A singular selective capacity
But there is more and much more interesting in the origin, functionality and consequences in the identification and selective pressure of hygiene in bees and the correlation between signals from the brood and characteristics of adult bees: selective hygienic behavior. From a publication by researchers from the University of Berlin (Schoning, Gisder, 2011), then supported by evidence and field tests, it emerges that the extent of the damage to the brood caused by more virulent mites capable of inducing viral infections potentially fatal to the pupae and the colony, rather than the mere presence of varroa in the brood, is the true origin of hygienic behavior. Bees express hygienic behavior as a function of the damage caused by varroa to pupae, reacting to the signals of the brood affected by pathologies, as well as for other pathologies of the brood. Varroa acts as a biological vector of a number of different viral strains with a high replicating and mutation capacity: the DWV deformed wing virus (in its A-B-C variants), the ACUTE PARALYSIS VIRUS ABPV… which are among the worst enemies, devious and lethal, for the health and survival of bees. The mechanisms of spread and contagion of the bees of these viruses are innumerable, however the most dangerous and epidemic spread is that through infected mites that parasitize the pupae. It is the mite that acts as an intermediate host in the transmission of increasingly virulent variants of DWV, which cause difficulty in movements (ataxia), brain infections, paralysis, abdominal impairments… and that can lead the colony to collapse. Hygienic bees recognize, uncover and remove more frequently parasitic brood by virulent mites, recognizing its peculiar and distinctive chemical signals, determining a negative selective pressure for varroa genotypes more favorable to the replication of viral pathologies. Unlike other characteristics responsible for resistance to varroa, hygienic behavior is really useful because it saves pupae infested by the mite, but which have not suffered damage and can become active members of the colony and avoids an unnecessary reduction in the breeding efficiency of the brood.

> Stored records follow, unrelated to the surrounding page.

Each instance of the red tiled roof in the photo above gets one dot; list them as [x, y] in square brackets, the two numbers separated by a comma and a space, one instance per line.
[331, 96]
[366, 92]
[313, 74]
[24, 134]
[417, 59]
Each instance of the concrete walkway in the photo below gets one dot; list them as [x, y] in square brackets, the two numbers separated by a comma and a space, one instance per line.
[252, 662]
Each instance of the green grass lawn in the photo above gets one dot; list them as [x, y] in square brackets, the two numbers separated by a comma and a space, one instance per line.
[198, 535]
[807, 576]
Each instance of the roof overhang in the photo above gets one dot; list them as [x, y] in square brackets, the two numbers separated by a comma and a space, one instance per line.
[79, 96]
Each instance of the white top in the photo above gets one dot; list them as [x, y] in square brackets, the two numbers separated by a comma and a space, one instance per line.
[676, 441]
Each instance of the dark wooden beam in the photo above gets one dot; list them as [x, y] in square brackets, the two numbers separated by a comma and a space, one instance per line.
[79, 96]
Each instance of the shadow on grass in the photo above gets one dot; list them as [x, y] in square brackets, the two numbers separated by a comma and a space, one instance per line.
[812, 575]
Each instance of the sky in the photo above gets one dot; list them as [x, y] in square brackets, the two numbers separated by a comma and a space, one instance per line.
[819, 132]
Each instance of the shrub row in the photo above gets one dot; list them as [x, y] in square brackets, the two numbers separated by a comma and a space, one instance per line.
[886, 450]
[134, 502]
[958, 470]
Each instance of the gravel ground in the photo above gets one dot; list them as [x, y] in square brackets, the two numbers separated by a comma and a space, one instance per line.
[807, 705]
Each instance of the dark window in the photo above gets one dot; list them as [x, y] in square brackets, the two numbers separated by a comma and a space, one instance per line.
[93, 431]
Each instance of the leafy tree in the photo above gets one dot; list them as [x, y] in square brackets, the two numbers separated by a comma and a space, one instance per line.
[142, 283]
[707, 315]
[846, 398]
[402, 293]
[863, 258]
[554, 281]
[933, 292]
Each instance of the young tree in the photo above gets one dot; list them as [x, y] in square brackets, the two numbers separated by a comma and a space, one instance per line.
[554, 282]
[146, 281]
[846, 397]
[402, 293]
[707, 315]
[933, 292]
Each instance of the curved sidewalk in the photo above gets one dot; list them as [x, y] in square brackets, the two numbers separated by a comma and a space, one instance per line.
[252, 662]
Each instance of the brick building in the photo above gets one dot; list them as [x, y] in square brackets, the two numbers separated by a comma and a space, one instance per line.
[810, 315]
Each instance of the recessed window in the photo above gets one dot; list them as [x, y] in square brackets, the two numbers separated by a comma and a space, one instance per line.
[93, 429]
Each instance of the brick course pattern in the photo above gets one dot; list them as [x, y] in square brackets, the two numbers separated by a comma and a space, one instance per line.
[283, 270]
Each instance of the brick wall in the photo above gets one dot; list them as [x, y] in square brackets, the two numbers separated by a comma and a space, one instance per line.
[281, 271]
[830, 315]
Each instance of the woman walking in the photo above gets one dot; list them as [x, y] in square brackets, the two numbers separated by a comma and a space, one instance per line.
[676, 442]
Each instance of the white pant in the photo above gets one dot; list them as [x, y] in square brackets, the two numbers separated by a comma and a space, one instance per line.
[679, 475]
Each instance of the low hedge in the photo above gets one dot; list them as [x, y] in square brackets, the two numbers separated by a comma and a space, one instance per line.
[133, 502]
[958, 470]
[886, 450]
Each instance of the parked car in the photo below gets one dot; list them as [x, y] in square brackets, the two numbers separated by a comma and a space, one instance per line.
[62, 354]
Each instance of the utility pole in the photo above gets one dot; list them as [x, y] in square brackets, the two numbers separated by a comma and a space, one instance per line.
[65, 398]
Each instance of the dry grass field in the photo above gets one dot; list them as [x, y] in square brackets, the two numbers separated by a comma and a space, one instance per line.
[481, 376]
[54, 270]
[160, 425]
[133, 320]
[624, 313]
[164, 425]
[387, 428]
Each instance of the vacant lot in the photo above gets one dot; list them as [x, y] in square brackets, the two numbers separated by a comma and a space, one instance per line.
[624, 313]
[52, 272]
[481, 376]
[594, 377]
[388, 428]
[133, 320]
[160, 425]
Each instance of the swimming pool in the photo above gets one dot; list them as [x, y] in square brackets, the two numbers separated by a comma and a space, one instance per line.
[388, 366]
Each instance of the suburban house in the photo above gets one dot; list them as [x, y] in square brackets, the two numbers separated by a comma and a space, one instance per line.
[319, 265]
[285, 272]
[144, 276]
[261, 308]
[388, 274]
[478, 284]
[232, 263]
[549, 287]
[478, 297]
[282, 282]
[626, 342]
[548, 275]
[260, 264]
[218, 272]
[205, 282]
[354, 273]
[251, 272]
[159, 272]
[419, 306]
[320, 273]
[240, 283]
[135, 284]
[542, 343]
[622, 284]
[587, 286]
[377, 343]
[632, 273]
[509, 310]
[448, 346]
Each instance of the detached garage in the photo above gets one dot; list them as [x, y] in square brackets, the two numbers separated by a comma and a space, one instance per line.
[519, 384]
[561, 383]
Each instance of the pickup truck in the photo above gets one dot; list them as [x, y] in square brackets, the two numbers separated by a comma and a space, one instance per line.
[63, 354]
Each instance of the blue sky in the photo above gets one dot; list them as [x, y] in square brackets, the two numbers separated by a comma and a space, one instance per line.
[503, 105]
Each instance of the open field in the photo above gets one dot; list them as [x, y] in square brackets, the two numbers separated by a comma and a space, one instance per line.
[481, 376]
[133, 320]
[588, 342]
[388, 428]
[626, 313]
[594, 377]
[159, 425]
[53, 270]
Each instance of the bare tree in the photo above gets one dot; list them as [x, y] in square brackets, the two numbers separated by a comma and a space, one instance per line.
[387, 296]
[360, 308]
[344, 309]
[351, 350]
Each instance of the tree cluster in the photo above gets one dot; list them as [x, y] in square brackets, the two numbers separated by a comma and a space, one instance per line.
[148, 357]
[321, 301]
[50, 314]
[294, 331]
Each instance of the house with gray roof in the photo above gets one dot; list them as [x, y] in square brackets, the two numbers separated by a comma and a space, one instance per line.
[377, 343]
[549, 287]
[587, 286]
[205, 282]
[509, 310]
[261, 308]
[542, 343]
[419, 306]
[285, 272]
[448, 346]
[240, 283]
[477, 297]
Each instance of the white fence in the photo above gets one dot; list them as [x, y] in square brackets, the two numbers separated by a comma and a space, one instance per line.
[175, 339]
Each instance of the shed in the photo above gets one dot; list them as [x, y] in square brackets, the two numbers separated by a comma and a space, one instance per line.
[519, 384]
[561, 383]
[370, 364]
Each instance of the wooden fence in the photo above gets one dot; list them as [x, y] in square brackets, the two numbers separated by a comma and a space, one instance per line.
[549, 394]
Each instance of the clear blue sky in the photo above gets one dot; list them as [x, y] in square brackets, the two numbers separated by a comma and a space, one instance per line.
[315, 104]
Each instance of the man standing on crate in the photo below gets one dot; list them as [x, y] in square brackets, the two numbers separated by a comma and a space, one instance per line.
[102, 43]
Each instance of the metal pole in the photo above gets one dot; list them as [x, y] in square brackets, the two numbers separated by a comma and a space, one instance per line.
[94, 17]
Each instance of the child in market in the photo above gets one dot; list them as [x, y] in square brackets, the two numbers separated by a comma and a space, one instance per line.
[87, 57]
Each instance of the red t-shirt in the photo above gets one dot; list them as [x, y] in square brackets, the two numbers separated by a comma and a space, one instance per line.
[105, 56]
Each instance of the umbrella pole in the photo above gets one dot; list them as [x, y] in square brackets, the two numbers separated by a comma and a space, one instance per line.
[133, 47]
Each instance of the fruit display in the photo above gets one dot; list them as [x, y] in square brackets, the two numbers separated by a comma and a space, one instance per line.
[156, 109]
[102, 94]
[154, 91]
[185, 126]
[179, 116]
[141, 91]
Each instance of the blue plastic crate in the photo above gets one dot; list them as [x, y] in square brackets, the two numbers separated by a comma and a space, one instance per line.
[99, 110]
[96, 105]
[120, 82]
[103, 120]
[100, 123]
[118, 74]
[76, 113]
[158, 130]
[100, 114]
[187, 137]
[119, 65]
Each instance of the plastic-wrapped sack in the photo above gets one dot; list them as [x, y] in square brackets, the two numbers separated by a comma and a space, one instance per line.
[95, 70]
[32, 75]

Hygienic behavior could be the main character and founded for a new selective model linked to the health of bees, which responds to today’s needs and criticalities of beekeeping, with a crucial role both in the population dynamics of varroa, and of the pathogens that it transmits.
In the next article we will begin to address the selective techniques and tools to identify hygienic bees in your breeding and we will see how the hereditary characteristics related to the health of the bees if balanced with others, as part of a selection program, can make the difference for production and performance of our hives.